Menne is a Managing Director - Mifid & EIS and has over 15 years of experience in banking, treasury, and payments.

The blog discusses the approach funds with assets denominated in currencies different from their base currency take to hedge Foreign Exchange (FX) risk related to fund exits. It highlights why EUR private funds with USD assets are moving from rolling short-dated forwards to longer-dated FX hedging.

Bottom line

  • Private funds with assets denominated in a currency other than their base currency often choose to hedge the foreign exchange (FX) risk of a future asset exit.
  • The difference in interest rates between the relevant currencies (interest rate differential) is the main driver, thus dragging on the costs of hedging a future exit.
  • The most frequently deployed FX hedging strategy for fund exits is to roll short-dated (1 to 3 months) forwards up until the exit date.
  • A rolling, short-dated strategy removes the spot FX risk but keeps the fund exposed to changes in the interest rate differential.
  • Managers expecting the ECB to drop rates quicker than the FED are locking in current hedging costs by moving away from hedging by rolling short-dated forward in favour of longer-dated FX exit hedging strategies.

Exit hedging

A private fund invested in foreign-denominated assets is expected to be exposed to Foreign exchange (FX) fluctuation during its 3 to 5-year holding period. FX fluctuations over that time horizon can be significant, and may adversely impact the Fund Internal Rate of Return (IRR). A manager’s choice to hedge their FX exposure of a future exit will consider the expected FX volatility, cost of hedging, its investor mandate, the manager’s appetite for taking risk, and the availability and access to of FX hedging instruments.

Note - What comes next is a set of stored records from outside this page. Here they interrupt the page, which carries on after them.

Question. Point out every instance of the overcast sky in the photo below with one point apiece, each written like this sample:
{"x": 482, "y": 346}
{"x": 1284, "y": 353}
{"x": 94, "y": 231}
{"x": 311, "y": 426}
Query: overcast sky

Rolling short-dated forwards

Managers often use FX forward contracts to hedge against currency movements. The most frequently deployed FX hedging strategy for fund exits is to roll short-dated (1 to 3 months) forwards up until the exit date. A rolling short-dated hedging strategy removes the spot FX risk but keeps the fund exposed to changes in the difference in interest rates between the hedged currencies (interest rate differential). The interest rate differential is the main driver of hedging costs, as it drives the forward exchange rate (or forward price).

Volatility in forward pricing tends to be less material over short horizons, especially in the absence of structural changes as compared to volatility in FX spot levels. This means that short-dated FX hedging strategies, which hedge the spot FX risk, tend to work best in the absence of structural economic changes and a strong view of rate movements.

Longer-dated forwards

An alternative to rolling short dated forwards is to hedge with a longer dated forward with a tenor that sufficiently covers the expected holding period of the asset. In the event the exit was to be done earlier than expected, forwards may be unwound early, maintaining the position as hedged. Opting for a longer-dated forward strategy requires greater credit to enter into but does limit the exposure to changes in the interest rate differential.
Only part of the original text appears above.